Chen Hao-Xiang, Li Jiayi, Mu Tai-Jiang, Hu Shi-Min
IEEE Trans Vis Comput Graph. 2025 Sep;31(9):5188-5198. doi: 10.1109/TVCG.2024.3439583.
Neural Radiance Fields (NeRFs) have shown impressive capabilities in synthesizing photorealistic novel views. However, their application to room-size scenes is limited by the requirement of several hundred views with accurate poses for training. To address this challenge, we propose SN$^{2}$2eRF, a framework which can reconstruct the neural radiance field with significantly fewer views and noisy poses by exploiting multiple priors. Our key insight is to leverage both multi-view and monocular priors to constrain the optimization of NeRF in the setting of sparse and noisy pose inputs.
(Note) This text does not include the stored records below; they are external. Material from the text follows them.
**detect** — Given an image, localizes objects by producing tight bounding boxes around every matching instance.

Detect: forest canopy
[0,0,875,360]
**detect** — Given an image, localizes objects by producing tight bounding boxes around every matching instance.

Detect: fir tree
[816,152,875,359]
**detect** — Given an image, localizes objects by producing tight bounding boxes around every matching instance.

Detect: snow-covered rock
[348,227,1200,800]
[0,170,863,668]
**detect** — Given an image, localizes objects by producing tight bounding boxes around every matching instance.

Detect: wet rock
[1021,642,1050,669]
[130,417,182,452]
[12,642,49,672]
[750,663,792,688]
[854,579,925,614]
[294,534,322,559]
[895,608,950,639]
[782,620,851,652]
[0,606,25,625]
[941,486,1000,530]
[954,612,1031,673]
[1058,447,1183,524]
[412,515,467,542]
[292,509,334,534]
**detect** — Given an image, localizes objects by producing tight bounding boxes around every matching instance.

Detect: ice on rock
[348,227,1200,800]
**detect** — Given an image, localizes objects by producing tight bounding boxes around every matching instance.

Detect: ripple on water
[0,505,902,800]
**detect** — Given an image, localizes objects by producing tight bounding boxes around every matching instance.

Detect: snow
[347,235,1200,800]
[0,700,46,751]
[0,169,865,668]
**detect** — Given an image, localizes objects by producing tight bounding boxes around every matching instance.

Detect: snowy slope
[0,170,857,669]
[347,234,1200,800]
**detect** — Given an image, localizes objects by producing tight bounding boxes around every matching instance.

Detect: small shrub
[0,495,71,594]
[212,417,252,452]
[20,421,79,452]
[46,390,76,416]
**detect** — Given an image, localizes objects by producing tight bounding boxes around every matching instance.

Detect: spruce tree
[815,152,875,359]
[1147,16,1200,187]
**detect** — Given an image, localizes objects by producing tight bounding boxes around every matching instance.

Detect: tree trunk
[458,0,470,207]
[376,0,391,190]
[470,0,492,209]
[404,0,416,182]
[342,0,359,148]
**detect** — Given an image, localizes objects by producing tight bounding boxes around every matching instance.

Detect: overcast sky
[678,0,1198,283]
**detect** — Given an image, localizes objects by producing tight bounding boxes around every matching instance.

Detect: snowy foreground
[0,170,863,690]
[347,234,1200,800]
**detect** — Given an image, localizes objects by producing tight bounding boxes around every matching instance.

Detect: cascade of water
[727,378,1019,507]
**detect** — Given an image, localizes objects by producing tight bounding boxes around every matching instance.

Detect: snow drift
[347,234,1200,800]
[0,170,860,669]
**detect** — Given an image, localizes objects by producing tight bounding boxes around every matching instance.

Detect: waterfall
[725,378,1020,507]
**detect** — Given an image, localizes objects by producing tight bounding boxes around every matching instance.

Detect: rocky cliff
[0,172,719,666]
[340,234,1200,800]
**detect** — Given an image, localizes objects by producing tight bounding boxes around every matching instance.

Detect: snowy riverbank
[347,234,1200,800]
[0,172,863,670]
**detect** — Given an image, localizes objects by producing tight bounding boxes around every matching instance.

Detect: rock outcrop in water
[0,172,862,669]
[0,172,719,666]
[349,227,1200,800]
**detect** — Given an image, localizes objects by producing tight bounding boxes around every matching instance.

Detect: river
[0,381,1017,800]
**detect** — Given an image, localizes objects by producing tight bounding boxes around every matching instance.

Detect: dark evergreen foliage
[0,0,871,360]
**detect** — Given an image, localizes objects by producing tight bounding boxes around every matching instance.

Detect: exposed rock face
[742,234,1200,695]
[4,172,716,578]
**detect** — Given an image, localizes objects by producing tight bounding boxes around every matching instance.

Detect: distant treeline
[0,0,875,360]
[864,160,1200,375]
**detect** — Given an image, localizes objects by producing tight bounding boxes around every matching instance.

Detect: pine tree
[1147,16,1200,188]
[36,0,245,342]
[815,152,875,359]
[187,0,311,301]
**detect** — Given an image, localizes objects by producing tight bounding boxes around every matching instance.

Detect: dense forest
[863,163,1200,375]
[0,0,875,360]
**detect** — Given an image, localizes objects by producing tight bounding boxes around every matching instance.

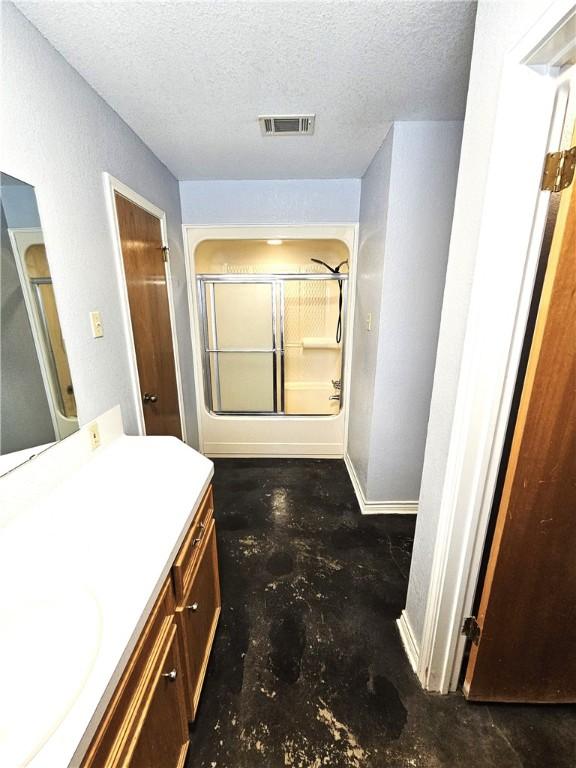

Specifically, we extract and match key points to constrain pose optimization and use Ray Transformer with a monocular depth estimator to provide dense depth prior for geometry optimization. Benefiting from these priors, our approach achieves state-of-the-art accuracy in novel view synthesis for indoor room scenarios.
神经辐射场(NeRFs)在合成逼真的新视图方面展现出了令人印象深刻的能力。然而,它们在应用于房间大小的场景时,受到训练需要数百个具有精确姿态的视图这一要求的限制。为应对这一挑战,我们提出了SN²2eRF,这是一个通过利用多种先验信息,能够以显著更少的视图和有噪声的姿态来重建神经辐射场的框架。我们的关键见解是在稀疏和有噪声的姿态输入设置中,利用多视图和单目先验信息来约束NeRF的优化。具体而言,我们提取并匹配关键点以约束姿态优化,并使用带有单目深度估计器的光线变换器为几何优化提供密集的深度先验信息。受益于这些先验信息,我们的方法在室内房间场景的新视图合成中达到了当前最优的精度。